Two Sum is one of the most classic problems on Leetcode — and usually the first one people solve. Even though I’ve solved it before, I wanted to clearly articulate my thought process, so I decided to write it up. Let’s get started.

Two Sum

Problem Description

Given an array nums and an integer target, return the indices of the two elements that add up to target. The problem guarantees exactly one solution.

Approach

Solution 1

The first instinct is a brute-force approach using two nested loops — return immediately once a valid pair is found. Here’s the Java implementation:

public int[] twoSum(int[] nums, int target) {
    for (int i = 0; i < nums.length; i++) {
        for (int j = i + 1; j < nums.length; j++) {
            int ans = nums[i] + nums[j];
            if (ans == target) return new int[]{i, j};
        }
    }
    return new int[]{-1, -1};
}

This works, but the time complexity is O(n²) — in the worst case we perform roughly n²/2 comparisons. Space complexity is O(1) since no extra data structures are used.

Solution 2

The optimal approach uses a HashMap to bring time complexity down from O(n²) to O(n). The idea: store each element’s value and index in the map. For each element, check whether its complement (target - nums[i]) already exists in the map. If it does, we’ve found the pair.

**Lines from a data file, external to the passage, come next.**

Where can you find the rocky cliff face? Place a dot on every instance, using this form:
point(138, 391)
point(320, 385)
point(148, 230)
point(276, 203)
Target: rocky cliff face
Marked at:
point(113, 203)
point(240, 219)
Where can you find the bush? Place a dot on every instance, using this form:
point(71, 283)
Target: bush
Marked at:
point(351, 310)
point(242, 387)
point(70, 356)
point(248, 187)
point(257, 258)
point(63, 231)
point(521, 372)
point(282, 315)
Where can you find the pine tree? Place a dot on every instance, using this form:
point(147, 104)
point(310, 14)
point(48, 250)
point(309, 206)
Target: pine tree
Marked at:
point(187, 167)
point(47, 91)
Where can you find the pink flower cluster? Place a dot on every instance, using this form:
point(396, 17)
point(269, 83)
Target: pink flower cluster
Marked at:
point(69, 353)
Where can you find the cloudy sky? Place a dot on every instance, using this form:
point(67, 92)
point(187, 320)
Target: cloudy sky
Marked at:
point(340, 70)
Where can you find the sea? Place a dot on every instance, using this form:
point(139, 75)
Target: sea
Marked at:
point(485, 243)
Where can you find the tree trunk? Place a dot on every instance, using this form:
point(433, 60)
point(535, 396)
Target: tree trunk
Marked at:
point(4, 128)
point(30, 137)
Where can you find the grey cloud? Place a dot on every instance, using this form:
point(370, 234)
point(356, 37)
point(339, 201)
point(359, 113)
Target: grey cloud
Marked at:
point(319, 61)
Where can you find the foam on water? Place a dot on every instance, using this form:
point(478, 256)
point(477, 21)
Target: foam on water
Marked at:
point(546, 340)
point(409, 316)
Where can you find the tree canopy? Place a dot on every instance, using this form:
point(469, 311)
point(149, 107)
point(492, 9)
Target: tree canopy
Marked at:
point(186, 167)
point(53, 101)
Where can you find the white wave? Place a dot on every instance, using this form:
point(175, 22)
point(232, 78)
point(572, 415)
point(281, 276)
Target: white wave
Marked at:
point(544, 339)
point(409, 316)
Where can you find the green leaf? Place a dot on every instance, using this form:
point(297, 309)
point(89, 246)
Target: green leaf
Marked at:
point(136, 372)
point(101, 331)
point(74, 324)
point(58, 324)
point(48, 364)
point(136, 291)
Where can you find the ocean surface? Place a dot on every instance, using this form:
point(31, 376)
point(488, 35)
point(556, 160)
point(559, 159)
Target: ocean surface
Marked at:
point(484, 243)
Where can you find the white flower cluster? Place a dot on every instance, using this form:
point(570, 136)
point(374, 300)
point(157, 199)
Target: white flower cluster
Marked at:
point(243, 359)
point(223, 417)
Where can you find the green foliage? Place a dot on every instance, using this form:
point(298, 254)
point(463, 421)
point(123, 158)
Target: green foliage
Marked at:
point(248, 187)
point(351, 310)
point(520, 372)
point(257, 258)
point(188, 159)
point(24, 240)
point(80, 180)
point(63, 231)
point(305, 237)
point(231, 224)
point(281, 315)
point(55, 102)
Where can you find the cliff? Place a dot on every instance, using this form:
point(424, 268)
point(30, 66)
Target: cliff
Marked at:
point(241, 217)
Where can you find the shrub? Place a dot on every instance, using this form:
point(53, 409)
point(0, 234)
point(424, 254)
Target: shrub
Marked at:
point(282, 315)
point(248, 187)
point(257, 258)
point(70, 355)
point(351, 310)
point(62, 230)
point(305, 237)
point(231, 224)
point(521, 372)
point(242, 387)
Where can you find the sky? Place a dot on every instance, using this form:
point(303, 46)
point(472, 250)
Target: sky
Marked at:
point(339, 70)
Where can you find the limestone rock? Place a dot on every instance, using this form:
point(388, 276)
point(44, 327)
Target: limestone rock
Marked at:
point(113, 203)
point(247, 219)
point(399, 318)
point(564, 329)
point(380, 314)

public int[] twoSum(int[] nums, int target) {
    Map<Integer, Integer> map = new HashMap<>();

    for (int i = 0; i < nums.length; i++) {
        if (!map.containsKey(target - nums[i])) {
            map.put(nums[i], i);
        } else {
            return new int[]{map.get(target - nums[i]), i};
        }
    }
    return new int[]{-1, -1};
}

Time complexity: O(n) — each element is visited once. Space complexity: O(n) — in the worst case, all n elements are stored in the map.

Summary

Two Sum is a simple problem, but it covers several important concepts:

• The gap between brute-force and optimal solutions
• HashMap lookup characteristics
• Trading space for time
• Time complexity analysis

That’s why it’s become one of the most iconic entry-level problems on Leetcode.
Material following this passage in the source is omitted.